Our first interesting finding is the discovery of many unexpected GS structures that completely defy our physical intuition that constituent point defects within a defect cluster should be positioned in close proximity to form a “compact” GS. While this guiding heuristic remains valid for vacancy clusters in ThO_{2}, it is inadequate for describing small interstitial clusters. As depicted in Fig. 1a, these compact configurations based on physical intuition are remarkably energetically unfavorable compared to the true GSs, which exhibit decidedly non-compact structures. For example, in the GS structure for 2Th_{i} + 1O_{i}, the O_{i} defect prefers to be close to only one of the two Th_{i} defects, rather than both. Furthermore, in the GS structure for the 2Th_{i} + 2O_{i} cluster, the two O_{i} defects stay far away from each other to form a zigzag structure. The previously presumed compact structure from our earlier study^{8}, in which the four point defects within the 2Th_{i} + 2O_{i} cluster form a highly symmetrical tetrahedron, turns out to be a high-energy configuration. Note that the energy differences between these compact configurations and the true GSs, as calculated via both DFT and MLIP, also show good quantitative agreement (see Fig. 1a), further corroborating the accuracy of the MLIP developed in this study.
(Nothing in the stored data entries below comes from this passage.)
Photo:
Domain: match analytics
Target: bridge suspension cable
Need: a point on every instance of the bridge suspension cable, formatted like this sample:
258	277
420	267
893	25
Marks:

Our second intriguing finding is the existence of two distinct stable structures with an energy difference significantly lower than the thermal energy at room temperature (~25 meV). This phenomenon has been observed for certain types of defect clusters in ThO_{2} (see Fig. 1b) and is termed “defect polymorphism” in our study. Importantly, this discovery introduces a new layer of complexity to our understanding of irradiation effects on material properties. In irradiated samples, these defect polymorphs can coexist due to their energetic degeneracy. However, their impacts on material properties may differ. For example, defect polymorphs with distinct structures can exhibit varying phonon-defect scattering cross-sections^{22}, resulting in different impact on thermal conductivity.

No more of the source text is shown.